We unload and inside my cabin, I set the glass on sawhorses, warm the glazing putty near the stove. Penny sweeps the last stubborn shards into a dustpan and hums some pop song under her breath that I pretend to hate.
We work elbow to elbow until light thins and the new pane sits snug and true in the frame. I test the latch and it clicks perfectly.
Penny leans on my shoulder. “Good?”
“Good,” I say.
I turn her chin and kiss her slow, tasting coffee and the kind of future I didn’t think existed for men like me. When I pull back, I rest my forehead against hers and say it one more time, because it’s the truest thing I’ve got.
“You're staying,” I murmur. “Staying to build a life with me.
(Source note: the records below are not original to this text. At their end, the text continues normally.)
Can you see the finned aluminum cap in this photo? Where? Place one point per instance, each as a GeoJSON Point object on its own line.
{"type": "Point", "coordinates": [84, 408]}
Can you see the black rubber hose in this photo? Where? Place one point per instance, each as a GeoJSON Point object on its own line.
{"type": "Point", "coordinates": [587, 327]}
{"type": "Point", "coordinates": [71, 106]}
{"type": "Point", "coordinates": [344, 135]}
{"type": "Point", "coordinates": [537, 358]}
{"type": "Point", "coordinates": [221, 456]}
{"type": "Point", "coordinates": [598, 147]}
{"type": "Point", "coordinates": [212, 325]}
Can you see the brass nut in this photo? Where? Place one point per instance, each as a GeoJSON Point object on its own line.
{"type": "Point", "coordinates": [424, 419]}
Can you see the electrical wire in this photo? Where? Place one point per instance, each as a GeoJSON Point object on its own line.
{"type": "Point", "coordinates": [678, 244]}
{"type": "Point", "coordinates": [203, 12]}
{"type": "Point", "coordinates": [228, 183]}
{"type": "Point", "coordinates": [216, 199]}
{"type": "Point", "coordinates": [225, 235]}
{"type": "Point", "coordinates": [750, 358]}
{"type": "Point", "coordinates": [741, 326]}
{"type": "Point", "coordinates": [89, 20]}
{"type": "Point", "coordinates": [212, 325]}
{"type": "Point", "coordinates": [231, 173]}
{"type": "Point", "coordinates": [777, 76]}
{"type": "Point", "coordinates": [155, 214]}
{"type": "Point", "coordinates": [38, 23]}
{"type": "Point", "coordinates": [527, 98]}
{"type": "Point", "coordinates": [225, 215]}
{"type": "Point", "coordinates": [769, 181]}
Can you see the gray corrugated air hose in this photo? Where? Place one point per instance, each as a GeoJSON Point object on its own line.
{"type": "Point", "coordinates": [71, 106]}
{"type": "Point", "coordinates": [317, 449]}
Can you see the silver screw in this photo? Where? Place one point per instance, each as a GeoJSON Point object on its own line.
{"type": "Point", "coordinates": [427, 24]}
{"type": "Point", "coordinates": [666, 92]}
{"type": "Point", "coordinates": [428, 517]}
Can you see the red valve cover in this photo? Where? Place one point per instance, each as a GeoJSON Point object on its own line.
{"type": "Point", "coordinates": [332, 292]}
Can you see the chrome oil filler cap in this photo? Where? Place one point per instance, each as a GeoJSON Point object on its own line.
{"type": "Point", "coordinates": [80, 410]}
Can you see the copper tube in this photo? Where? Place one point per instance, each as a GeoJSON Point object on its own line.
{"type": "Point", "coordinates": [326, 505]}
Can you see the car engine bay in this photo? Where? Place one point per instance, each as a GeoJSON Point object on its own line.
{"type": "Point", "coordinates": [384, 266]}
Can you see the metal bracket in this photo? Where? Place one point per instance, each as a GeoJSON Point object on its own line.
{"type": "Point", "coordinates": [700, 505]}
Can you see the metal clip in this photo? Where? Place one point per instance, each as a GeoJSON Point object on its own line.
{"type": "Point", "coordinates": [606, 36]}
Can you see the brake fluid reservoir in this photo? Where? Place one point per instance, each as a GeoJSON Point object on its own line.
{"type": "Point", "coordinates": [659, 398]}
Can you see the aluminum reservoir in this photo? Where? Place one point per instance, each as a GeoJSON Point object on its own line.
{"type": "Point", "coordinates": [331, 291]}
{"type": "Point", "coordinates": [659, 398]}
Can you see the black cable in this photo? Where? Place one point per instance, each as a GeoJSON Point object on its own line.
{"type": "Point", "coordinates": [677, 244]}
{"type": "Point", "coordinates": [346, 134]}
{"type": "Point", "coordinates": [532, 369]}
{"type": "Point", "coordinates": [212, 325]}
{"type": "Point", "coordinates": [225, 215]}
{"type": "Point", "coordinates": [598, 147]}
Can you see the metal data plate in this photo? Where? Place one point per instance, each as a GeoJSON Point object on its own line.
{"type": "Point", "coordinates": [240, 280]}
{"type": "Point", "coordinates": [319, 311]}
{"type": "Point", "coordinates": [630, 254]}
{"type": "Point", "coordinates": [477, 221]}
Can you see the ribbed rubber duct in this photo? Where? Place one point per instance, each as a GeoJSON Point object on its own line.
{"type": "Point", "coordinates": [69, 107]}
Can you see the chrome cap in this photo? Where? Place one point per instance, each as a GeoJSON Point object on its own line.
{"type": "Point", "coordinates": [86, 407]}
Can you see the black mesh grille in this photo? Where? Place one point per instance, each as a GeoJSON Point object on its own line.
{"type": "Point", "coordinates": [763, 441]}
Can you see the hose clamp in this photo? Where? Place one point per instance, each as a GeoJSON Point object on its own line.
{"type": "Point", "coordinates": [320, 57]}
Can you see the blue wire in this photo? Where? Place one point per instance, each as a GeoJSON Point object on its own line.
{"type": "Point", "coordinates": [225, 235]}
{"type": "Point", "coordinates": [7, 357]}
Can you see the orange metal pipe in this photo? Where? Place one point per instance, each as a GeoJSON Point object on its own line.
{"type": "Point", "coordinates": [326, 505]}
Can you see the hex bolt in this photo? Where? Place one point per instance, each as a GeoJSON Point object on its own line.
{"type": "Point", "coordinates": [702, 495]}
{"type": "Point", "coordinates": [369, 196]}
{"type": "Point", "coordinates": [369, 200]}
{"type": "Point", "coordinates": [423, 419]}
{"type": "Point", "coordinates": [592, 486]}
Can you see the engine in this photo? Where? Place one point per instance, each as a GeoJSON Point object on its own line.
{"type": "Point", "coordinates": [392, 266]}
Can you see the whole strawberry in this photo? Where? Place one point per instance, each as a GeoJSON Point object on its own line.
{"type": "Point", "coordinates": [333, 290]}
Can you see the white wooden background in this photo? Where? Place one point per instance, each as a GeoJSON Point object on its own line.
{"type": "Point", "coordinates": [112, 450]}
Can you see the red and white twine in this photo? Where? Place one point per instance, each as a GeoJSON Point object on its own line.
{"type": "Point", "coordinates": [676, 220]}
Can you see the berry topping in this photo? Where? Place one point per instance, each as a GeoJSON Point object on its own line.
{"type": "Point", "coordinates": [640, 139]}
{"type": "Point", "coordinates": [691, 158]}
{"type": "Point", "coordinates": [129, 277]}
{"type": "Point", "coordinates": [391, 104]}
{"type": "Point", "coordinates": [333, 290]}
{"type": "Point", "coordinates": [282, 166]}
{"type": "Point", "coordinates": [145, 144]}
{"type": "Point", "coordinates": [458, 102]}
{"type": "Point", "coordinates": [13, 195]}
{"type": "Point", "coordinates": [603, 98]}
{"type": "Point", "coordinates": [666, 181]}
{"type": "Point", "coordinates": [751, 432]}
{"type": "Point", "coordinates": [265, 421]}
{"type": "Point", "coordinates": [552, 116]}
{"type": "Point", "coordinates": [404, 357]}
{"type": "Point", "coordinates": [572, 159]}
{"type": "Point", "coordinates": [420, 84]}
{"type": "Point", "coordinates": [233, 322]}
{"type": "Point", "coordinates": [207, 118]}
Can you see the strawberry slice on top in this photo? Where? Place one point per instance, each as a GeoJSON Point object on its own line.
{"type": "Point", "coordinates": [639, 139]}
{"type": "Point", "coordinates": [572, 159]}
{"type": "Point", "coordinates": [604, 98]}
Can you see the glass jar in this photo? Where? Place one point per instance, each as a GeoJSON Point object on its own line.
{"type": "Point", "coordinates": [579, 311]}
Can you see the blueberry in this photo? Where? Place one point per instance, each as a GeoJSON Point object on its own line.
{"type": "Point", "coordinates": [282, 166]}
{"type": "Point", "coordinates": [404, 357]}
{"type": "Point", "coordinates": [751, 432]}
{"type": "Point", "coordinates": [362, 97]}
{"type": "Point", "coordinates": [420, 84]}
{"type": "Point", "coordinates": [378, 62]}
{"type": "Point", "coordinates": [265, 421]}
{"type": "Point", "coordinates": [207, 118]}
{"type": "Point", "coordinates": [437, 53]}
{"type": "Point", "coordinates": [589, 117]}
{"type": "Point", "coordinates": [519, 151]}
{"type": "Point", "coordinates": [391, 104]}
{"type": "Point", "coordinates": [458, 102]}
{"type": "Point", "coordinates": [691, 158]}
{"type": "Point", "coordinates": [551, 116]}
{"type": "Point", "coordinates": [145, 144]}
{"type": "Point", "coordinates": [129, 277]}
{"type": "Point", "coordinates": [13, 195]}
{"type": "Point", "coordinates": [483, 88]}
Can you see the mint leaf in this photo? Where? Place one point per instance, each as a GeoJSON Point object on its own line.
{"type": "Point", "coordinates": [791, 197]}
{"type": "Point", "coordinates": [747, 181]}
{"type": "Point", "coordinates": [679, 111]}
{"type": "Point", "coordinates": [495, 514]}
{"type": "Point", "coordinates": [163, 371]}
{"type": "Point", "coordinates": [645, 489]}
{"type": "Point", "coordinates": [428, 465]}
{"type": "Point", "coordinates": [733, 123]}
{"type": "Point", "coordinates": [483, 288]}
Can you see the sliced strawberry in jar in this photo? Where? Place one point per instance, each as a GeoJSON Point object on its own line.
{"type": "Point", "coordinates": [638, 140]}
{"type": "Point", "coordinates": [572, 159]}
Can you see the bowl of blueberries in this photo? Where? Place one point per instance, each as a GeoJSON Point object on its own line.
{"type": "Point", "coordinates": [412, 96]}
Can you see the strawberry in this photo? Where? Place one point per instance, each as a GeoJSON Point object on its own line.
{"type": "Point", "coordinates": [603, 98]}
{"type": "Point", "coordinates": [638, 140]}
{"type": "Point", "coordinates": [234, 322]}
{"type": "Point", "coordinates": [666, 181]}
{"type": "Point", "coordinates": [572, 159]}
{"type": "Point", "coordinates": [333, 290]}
I’m gonna build whatever you need to make that easier. A studio. A gallery. A sign. Hell, a damn espresso bar if it keeps you here.”
She laughs into my mouth. “Deal,” she whispers. “On one condition.”
“Of course.”
“You let me love you on purpose. Every day. Not just because a storm forced us into the same room.”
“Every day,” I promise.
Outside, the mountain stands quiet, a sentinel dusted in light. Inside, the cabin is warm and bright, not a tomb but a blueprint. We’ve got lists and lumber and a thousand tiny things to fix.
But we’ve got time and we’ve got each other.
And for the first time in years, that feels like enough to build a life on.